All points in `tracks` tables are normalized to the [-180, 180] longitude range. As such, analyses such as distance calculations close to the antimeridian may not return results as expected. The joining of multiple points into tracks for these storms may also need to be handled separately for points on either side of the antimeridian.

### Duplicate forecasts in ECMWF data

Historical ECMWF tracks may have duplicate records for the same issued date. These duplicates come directly from the source `cxml` files, and may have slightly different positional or intensity information in the track. These duplicates are preserved in the database. See `forecast_id='2022123112_310S_682E'` for an example.


## Additional Resources

- [NCAR TIGGE dataset](https://gdex.ucar.edu/datasets/d330003/)
- [ECMWF cyclone charts - latest forecast](https://charts.ecmwf.int/products/cyclone)
- [ECMWF cyclone charts - activity](https://charts.ecmwf.int/?facets=%7B%22Product%20type%22%3A%5B%5D%2C%22Range%22%3A%5B%5D%2C%22Parameters%22%3A%5B%22Tropical%20cyclones%22%5D%7D)
- [ECMWF forecast track processing from CLIMADA](https://climada-petals.readthedocs.io/en/latest/tutorial/climada_hazard_TCForecast.html)

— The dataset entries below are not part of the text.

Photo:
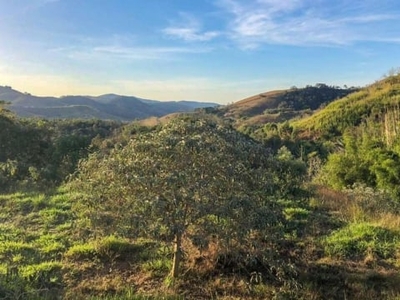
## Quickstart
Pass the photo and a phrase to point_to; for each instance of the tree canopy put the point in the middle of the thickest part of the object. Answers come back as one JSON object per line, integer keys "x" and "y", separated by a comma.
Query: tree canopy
{"x": 194, "y": 178}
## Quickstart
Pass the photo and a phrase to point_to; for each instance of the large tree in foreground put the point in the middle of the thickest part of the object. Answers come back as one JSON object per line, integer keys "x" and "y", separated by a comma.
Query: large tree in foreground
{"x": 194, "y": 178}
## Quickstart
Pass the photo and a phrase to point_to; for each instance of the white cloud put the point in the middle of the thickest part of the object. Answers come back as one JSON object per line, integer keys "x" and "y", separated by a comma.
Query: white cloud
{"x": 190, "y": 30}
{"x": 112, "y": 52}
{"x": 299, "y": 22}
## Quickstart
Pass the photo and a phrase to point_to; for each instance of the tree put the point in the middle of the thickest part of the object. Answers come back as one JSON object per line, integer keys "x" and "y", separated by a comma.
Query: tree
{"x": 195, "y": 178}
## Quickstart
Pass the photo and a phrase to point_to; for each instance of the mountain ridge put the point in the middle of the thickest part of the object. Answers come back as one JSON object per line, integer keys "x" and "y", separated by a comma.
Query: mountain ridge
{"x": 107, "y": 106}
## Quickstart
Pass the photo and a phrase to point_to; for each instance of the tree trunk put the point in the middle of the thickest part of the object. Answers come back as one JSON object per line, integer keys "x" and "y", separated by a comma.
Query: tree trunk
{"x": 175, "y": 272}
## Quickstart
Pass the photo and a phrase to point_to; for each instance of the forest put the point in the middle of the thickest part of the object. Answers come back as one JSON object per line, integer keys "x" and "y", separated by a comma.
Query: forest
{"x": 207, "y": 205}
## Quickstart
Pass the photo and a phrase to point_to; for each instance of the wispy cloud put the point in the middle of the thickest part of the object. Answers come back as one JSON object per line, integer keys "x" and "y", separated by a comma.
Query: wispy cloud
{"x": 298, "y": 22}
{"x": 190, "y": 29}
{"x": 111, "y": 52}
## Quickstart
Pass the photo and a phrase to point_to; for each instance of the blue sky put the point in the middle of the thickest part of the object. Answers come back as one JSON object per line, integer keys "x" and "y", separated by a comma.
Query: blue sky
{"x": 206, "y": 50}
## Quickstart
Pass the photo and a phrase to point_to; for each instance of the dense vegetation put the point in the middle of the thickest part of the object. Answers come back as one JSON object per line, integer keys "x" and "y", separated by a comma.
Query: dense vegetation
{"x": 196, "y": 209}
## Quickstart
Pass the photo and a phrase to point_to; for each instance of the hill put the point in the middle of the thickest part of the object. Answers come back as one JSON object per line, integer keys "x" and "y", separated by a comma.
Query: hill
{"x": 376, "y": 102}
{"x": 281, "y": 105}
{"x": 109, "y": 106}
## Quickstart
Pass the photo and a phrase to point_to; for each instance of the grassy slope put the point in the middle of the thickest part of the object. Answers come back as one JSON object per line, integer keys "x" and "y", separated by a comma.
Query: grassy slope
{"x": 281, "y": 105}
{"x": 353, "y": 109}
{"x": 334, "y": 256}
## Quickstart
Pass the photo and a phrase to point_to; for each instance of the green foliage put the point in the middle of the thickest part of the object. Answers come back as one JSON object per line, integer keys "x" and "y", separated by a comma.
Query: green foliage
{"x": 167, "y": 183}
{"x": 352, "y": 110}
{"x": 45, "y": 275}
{"x": 358, "y": 240}
{"x": 365, "y": 160}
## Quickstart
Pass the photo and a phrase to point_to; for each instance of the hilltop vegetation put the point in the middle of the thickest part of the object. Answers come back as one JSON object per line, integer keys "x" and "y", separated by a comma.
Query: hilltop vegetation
{"x": 282, "y": 105}
{"x": 200, "y": 206}
{"x": 104, "y": 107}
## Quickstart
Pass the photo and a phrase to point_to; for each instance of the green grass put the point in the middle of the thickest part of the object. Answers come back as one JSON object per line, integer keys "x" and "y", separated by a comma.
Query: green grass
{"x": 358, "y": 240}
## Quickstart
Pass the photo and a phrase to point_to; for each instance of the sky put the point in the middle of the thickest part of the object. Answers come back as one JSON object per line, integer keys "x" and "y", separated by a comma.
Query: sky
{"x": 204, "y": 50}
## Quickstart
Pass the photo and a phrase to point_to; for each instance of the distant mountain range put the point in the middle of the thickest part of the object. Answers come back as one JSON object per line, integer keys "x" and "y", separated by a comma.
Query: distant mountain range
{"x": 109, "y": 106}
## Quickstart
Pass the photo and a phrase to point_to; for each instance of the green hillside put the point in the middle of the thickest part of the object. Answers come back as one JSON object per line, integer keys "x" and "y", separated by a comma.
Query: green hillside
{"x": 281, "y": 105}
{"x": 372, "y": 102}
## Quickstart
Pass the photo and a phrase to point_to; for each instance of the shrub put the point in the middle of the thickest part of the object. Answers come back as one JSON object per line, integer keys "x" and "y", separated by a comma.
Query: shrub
{"x": 81, "y": 251}
{"x": 358, "y": 240}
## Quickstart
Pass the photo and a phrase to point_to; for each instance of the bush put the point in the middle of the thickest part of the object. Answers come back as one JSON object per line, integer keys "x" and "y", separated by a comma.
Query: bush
{"x": 81, "y": 251}
{"x": 358, "y": 240}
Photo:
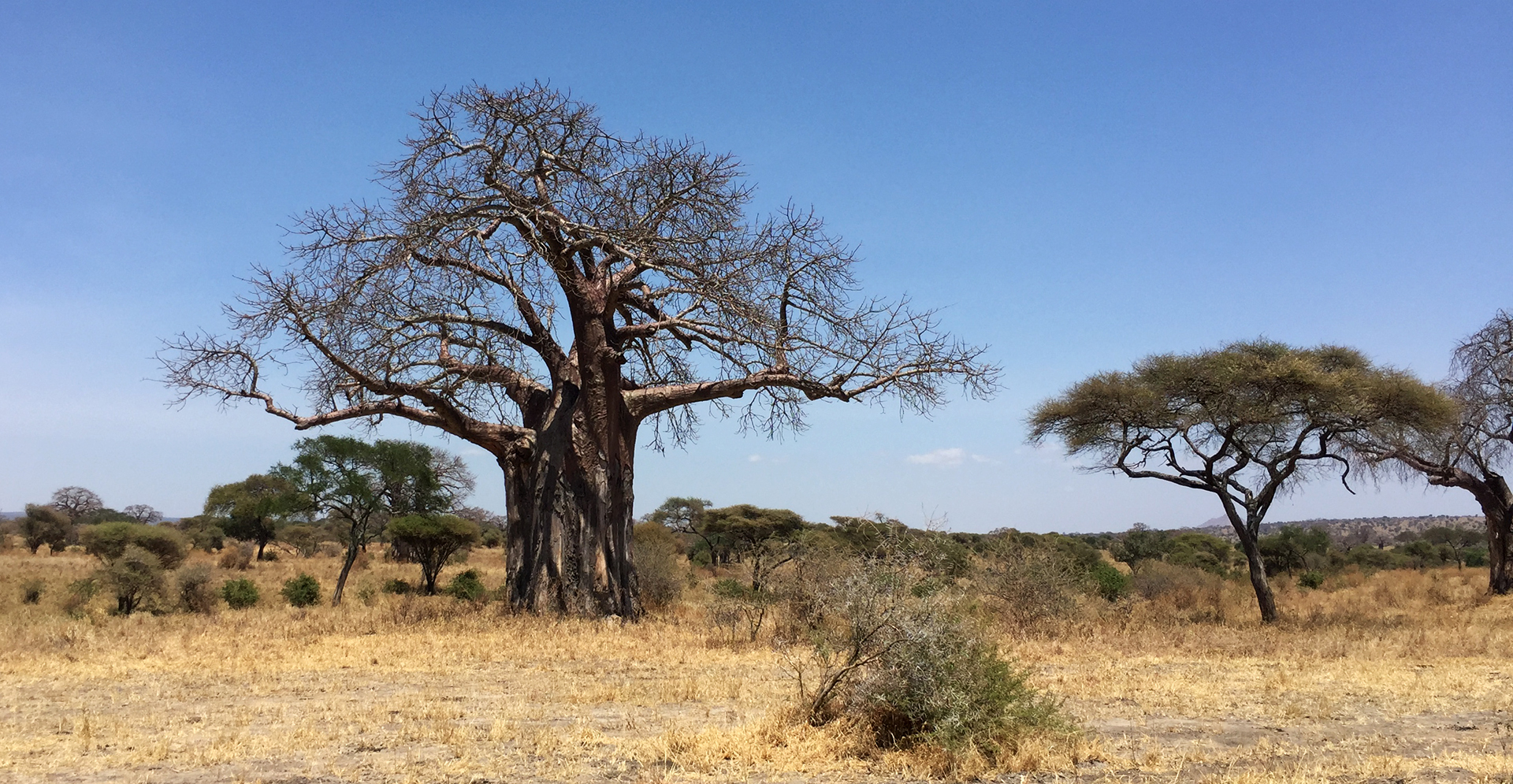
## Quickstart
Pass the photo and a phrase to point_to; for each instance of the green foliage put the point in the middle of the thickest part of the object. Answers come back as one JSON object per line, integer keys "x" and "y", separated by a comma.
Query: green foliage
{"x": 302, "y": 591}
{"x": 80, "y": 593}
{"x": 398, "y": 588}
{"x": 255, "y": 507}
{"x": 430, "y": 541}
{"x": 202, "y": 532}
{"x": 1110, "y": 581}
{"x": 194, "y": 591}
{"x": 110, "y": 541}
{"x": 135, "y": 577}
{"x": 1289, "y": 548}
{"x": 44, "y": 526}
{"x": 467, "y": 586}
{"x": 240, "y": 593}
{"x": 660, "y": 570}
{"x": 911, "y": 667}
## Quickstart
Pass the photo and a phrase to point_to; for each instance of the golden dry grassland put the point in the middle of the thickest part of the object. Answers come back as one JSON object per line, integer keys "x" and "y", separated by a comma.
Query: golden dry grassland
{"x": 1392, "y": 677}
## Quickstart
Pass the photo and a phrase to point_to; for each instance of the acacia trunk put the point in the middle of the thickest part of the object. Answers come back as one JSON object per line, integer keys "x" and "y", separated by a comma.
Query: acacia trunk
{"x": 567, "y": 533}
{"x": 1258, "y": 575}
{"x": 1496, "y": 507}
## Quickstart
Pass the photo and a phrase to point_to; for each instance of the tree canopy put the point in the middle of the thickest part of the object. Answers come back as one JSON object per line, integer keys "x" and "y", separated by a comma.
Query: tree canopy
{"x": 1244, "y": 422}
{"x": 542, "y": 287}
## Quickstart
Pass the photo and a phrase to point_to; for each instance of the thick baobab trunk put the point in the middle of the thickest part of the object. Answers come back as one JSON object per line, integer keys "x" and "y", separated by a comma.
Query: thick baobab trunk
{"x": 1258, "y": 575}
{"x": 567, "y": 532}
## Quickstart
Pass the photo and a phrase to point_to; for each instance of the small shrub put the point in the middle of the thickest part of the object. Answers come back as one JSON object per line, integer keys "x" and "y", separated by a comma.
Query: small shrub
{"x": 79, "y": 595}
{"x": 194, "y": 591}
{"x": 1110, "y": 581}
{"x": 467, "y": 586}
{"x": 302, "y": 591}
{"x": 236, "y": 555}
{"x": 913, "y": 668}
{"x": 1032, "y": 585}
{"x": 660, "y": 570}
{"x": 240, "y": 593}
{"x": 736, "y": 601}
{"x": 32, "y": 591}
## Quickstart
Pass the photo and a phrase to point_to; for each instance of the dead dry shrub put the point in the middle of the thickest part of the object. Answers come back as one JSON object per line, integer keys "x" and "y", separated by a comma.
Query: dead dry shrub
{"x": 236, "y": 555}
{"x": 896, "y": 652}
{"x": 1031, "y": 585}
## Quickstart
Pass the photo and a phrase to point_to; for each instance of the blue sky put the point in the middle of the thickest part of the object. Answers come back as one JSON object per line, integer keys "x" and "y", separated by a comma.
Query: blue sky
{"x": 1076, "y": 184}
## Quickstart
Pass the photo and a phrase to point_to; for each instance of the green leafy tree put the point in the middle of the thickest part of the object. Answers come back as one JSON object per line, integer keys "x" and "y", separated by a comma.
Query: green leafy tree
{"x": 44, "y": 526}
{"x": 135, "y": 577}
{"x": 545, "y": 288}
{"x": 430, "y": 541}
{"x": 76, "y": 501}
{"x": 763, "y": 539}
{"x": 360, "y": 486}
{"x": 255, "y": 507}
{"x": 110, "y": 541}
{"x": 1457, "y": 539}
{"x": 1473, "y": 448}
{"x": 1243, "y": 422}
{"x": 1289, "y": 548}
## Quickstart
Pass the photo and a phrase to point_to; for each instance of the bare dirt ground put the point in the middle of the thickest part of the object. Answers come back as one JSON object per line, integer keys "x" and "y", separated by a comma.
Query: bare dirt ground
{"x": 1391, "y": 678}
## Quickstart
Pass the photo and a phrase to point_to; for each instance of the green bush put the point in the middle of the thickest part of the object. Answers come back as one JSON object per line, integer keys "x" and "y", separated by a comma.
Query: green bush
{"x": 1110, "y": 581}
{"x": 32, "y": 591}
{"x": 194, "y": 591}
{"x": 79, "y": 595}
{"x": 135, "y": 577}
{"x": 110, "y": 541}
{"x": 467, "y": 586}
{"x": 430, "y": 541}
{"x": 660, "y": 570}
{"x": 240, "y": 593}
{"x": 302, "y": 591}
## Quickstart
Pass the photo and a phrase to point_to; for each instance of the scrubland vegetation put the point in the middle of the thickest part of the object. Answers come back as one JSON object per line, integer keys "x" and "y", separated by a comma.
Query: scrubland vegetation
{"x": 866, "y": 651}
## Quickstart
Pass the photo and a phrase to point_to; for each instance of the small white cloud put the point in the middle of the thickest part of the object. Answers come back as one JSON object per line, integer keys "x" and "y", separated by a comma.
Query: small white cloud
{"x": 940, "y": 458}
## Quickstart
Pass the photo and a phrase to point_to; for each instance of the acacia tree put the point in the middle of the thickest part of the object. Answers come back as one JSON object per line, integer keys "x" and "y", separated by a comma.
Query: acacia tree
{"x": 255, "y": 507}
{"x": 1244, "y": 422}
{"x": 362, "y": 485}
{"x": 1471, "y": 450}
{"x": 544, "y": 288}
{"x": 76, "y": 501}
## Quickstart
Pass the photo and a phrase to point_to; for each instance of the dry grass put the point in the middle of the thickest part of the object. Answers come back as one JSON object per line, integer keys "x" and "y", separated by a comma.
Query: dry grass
{"x": 1392, "y": 677}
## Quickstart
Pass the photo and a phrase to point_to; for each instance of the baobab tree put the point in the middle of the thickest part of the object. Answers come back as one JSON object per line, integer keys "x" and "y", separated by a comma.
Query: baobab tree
{"x": 1474, "y": 448}
{"x": 1244, "y": 422}
{"x": 552, "y": 292}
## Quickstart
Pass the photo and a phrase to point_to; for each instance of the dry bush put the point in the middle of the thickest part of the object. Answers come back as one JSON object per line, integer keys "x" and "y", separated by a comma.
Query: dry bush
{"x": 236, "y": 555}
{"x": 1032, "y": 585}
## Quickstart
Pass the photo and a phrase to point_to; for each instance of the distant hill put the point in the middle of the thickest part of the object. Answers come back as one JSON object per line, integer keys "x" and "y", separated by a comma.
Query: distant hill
{"x": 1358, "y": 530}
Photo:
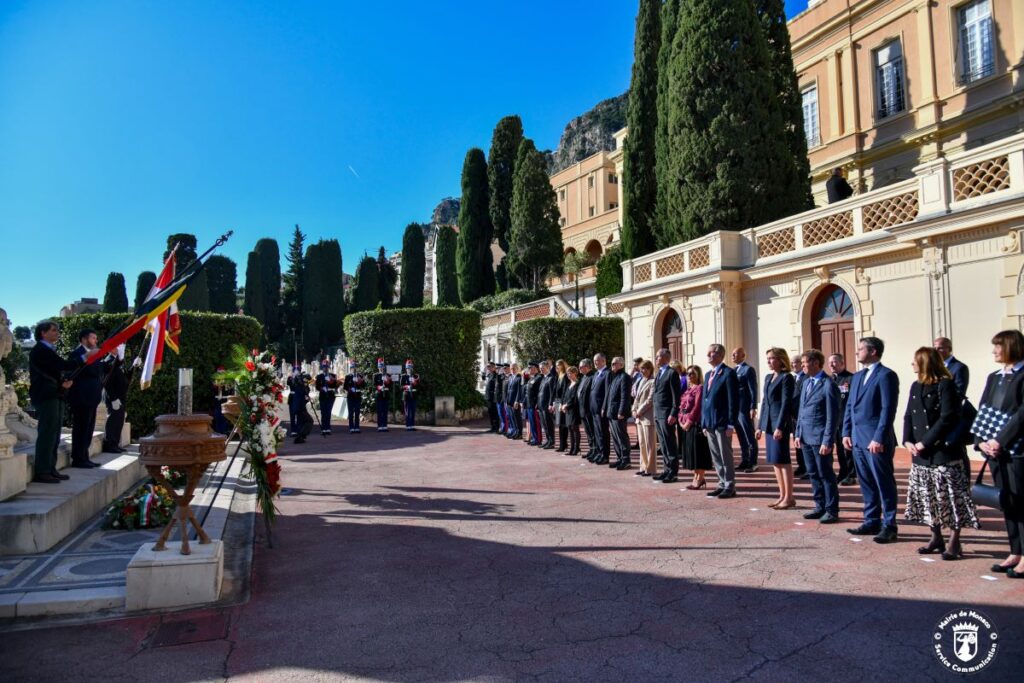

[^1]: Storms in the Southern Hemisphere that begin after July 1 are classified with the following year.
[^2]: Viable basins are `NA` (North Atlantic), `EP` (Northeast Pacific), `WP` (Northwest Pacific), `SP` (South Pacific), `SI` (South Indian), `NI` (North Indian). Note that ECMWF's source data combines SI and SP basins into "Southwest Pacific". We split these tracks into `SI` and `SP` across the 135 degree longitude line. See [here](https://github.com/OCHA-DAP/ocha-lens/blob/358489c9af541ef1831b2889b89a5810e339993d/src/ocha_lens/datasources/ecmwf_storm.py#L516-L529) for specifics.
[^3]: Note that this is slightly different from the IBTrACS definition of this variable. ECMWF only reports on basin assignment at the level of each forecast, rather than for each point.
[^4]: The location of maximum `wind_speed` does not correspond exactly to the center of the storm (which is the location reported by the `geometry` field). A storm's maximum speed is experienced in the [eyewall](https://www.noaa.gov/jetstream/tropical/tropical-cyclone-introduction/tropical-cyclone-structure), which is offset from the eye. The modelled coordinates for this point are contained in the raw `cxml` data, however have been excluded for simplicity.